Bollotte A, Vial T, Bricca P, Bernard C, Broussolle C, Sève P
Service de médecine interne, hôpital de la Croix-Rousse, 1, place de l'Hôpital, 69317 Lyon, France.
Centre régional de pharmacovigilance et d'information sur les médicaments, 69424 Lyon cedex 3, France.
Rev Med Interne. 2014 Dec;35(12):779-89. doi: 10.1016/j.revmed.2014.05.009. Epub 2014 Jun 5.
Drug-induced immune haemolytic anemia occurs in one case per million and can be fatal. Our aim was to describe the main characteristics and the type of drug involved.

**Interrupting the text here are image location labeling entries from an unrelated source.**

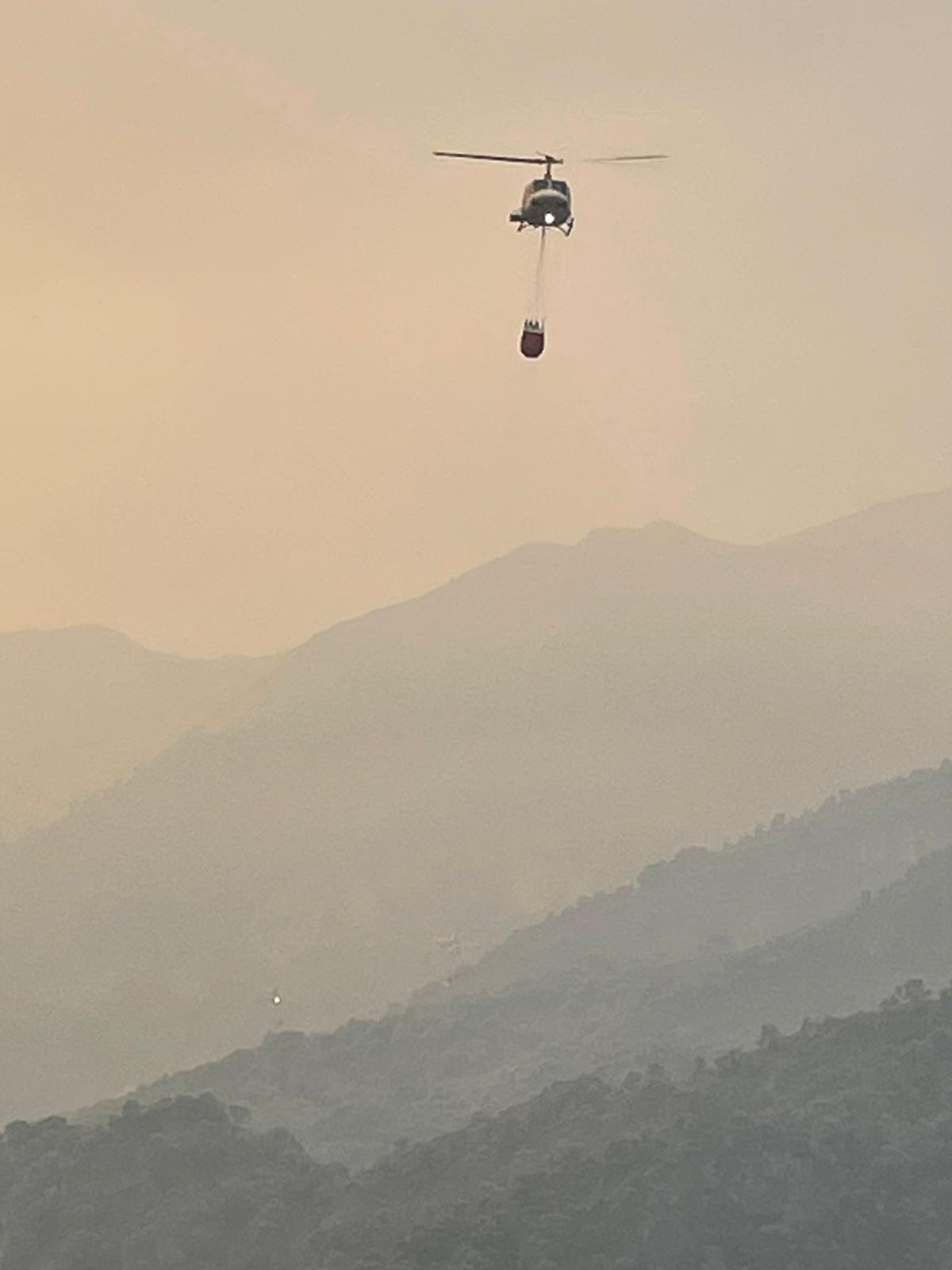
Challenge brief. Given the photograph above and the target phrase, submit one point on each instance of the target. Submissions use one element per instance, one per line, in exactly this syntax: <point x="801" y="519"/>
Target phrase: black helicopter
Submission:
<point x="546" y="202"/>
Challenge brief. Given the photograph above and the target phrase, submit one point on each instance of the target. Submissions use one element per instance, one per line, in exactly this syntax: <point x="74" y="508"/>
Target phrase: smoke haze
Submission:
<point x="260" y="349"/>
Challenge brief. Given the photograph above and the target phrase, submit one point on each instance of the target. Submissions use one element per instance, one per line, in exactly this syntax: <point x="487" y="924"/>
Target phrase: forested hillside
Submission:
<point x="825" y="1149"/>
<point x="795" y="873"/>
<point x="537" y="729"/>
<point x="416" y="1073"/>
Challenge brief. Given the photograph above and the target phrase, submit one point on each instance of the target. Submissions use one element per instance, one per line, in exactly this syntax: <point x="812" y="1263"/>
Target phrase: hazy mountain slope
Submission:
<point x="416" y="1073"/>
<point x="83" y="708"/>
<point x="541" y="727"/>
<point x="795" y="873"/>
<point x="828" y="1149"/>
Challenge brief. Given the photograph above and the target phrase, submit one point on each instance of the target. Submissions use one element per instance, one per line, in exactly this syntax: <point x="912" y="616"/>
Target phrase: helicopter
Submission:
<point x="546" y="202"/>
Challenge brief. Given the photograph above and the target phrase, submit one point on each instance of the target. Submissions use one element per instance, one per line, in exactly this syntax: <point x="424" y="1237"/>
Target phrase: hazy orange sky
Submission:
<point x="260" y="365"/>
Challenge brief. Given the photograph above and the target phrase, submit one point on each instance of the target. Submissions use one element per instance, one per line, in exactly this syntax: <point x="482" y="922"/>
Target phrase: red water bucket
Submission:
<point x="533" y="338"/>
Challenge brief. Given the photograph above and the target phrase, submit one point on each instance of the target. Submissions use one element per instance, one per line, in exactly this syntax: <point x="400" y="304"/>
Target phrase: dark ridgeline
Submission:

Cases were retrospectively identified using spontaneous notifications collected by our pharmacovigilance centre and the results of immuno-hematological investigations performed by the laboratory of French blood establishment of Lyon between 2000 and 2012. Inclusion criteria were: an immune (positive direct antiglobulin test), hemolytic, anemia (haemoglobin <100 g/L), with at least a plausible causal relationship with drug exposure according to the French method of imputability or the presence of drug-dependent antibodies, and exclusion of other causes of hemolysis.
Ten cases (5 men and 5 women, median age 54.4 years) were identified. Causal drugs were ambroxol, beta-interferon, cefotetan, ceftriaxone, loratadine, oxacillin, oxaliplatine, piperacillin-tazobactam, pristinamycin, and quinine. The median time to onset of anemia after starting the culprit drug was 6 days (2 hours to 16 days). The median nadir of hemoglobin was 57.9 g/L (range: 34-78). The direct antiglobulin test was positive in 8 patients: IgG only (n=4), IgG and complement (n=3), and IgA (n=1). Drug-induced immune haemolytic anemia was considered as definite in 5 cases with positive drug-induced antibodies, probable in 4 cases negative for the detection of drug-induced antibodies but with plausible or likely causal relationship with drug exposure, and probable with an autoimmune mechanism in 1 case.
The diagnosis of DIIHA is often difficult because of the similarities with autoimmune haemolytic anemia and the inconstant sensitivity of immunologic tests that sometimes required repetitive assessment.
药物性免疫性溶血性贫血的发病率为百万分之一,且可能致命。我们的目的是描述其主要特征及相关药物类型。
通过我们的药物警戒中心收集的自发报告以及2000年至2012年间里昂法国血液机构实验室进行的免疫血液学调查结果,对病例进行回顾性识别。纳入标准为:免疫性(直接抗球蛋白试验阳性)、溶血性贫血(血红蛋白<100 g/L),根据法国因果关系判定方法,与药物暴露至少存在合理的因果关系,或存在药物依赖性抗体,且排除其他溶血原因。
共识别出10例病例(5男5女,中位年龄54.4岁)。相关药物为氨溴索、β-干扰素、头孢替坦、头孢曲松、氯雷他定、苯唑西林、奥沙利铂、哌拉西林-他唑巴坦、利福霉素和奎宁。开始使用致病药物后至贫血发作的中位时间为6天(2小时至16天)。血红蛋白的中位最低点为57.9 g/L(范围:34 - 78)。8例患者直接抗球蛋白试验呈阳性:仅IgG阳性(n = 4)、IgG和补体阳性(n = 3)、IgA阳性(n = 1)。5例药物诱导抗体阳性的病例被认为药物性免疫性溶血性贫血确诊,4例药物诱导抗体检测阴性但与药物暴露存在合理或可能因果关系的病例被认为可能,1例具有自身免疫机制的病例被认为可能。
由于药物性免疫性溶血性贫血与自身免疫性溶血性贫血相似,且免疫检测的敏感性不稳定,有时需要重复评估,因此其诊断往往困难。